Now, it's certainly true that you can install the Android SDK and use its included emulator to run various versions of the OS, but that's a LOT of overhead; I don't need to dive THAT deeply into Android internals, and--to be honest--the performance of the emulator isn't all that great. I recently discovered the Android-x86 project, which has been going strong since 2009 to bring Android to the x86 platform. I installed Android-x86 on an old netbook and started playing with it, and then I realized...why not run it in a VM?
Enter Oracle VirtualBox.
This free virtualization package is available for Windows, OS X, Linux and Solaris; I'm currently using it on my Windows 7 laptop and several of my Ubuntu Linux machines, so I tossed an Android-x86 ISO into a new VM and went to work. Ten minutes later, I had this:
|Android-x86 5.1RC1 running under VirtualBox on Windows 7|
If you need to work with several versions of Android, Android-x86 can help you there as well; you can download ISOs of Lollipop, KitKat, Jellybean and Ice Cream Sandwich and install them to their own VMs. You can also share/copy VirtualBox VMs across multiple platforms (for example, I moved an Android-x86 VM from one of my Linux systems to my Windows 7 system with no problems). While I haven't done it myself, I'm told that some enterprise admins have registered their Android-x86 VM with their mobile device management (MDM) products of choice for use in testing/prototyping...

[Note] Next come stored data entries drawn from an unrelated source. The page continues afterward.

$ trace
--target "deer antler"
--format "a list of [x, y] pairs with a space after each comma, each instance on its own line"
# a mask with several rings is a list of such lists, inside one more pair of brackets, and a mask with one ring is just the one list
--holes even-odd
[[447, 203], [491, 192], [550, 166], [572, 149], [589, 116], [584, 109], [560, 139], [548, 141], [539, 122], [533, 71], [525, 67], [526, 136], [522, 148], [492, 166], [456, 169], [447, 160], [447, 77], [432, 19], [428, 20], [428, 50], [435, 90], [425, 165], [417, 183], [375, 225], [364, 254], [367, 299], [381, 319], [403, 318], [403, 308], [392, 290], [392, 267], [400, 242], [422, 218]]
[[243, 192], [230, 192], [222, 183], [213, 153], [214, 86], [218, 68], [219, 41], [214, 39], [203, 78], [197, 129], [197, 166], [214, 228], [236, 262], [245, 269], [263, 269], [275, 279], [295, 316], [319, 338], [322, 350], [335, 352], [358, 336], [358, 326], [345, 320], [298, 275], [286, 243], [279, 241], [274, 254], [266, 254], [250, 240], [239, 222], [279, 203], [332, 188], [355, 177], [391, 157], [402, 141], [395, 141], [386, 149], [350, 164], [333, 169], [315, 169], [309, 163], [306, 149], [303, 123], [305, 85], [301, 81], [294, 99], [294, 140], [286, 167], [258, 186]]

(NOTE: You can install Android-x86 to a bootable USB stick, if you so desire; here are the details.)
(NOTE #2: If you have a touchscreen laptop sitting around, give it a shot! Here's a video of Android-x86 4.4.2 (KitKat) running on a Lenovo Y50.)
So, whether you're testing, developing, or just want to play around with Android without buying a device or jailbreaking your personal stuff, take a look at Android-x86 and VirtualBox; they make a good pair.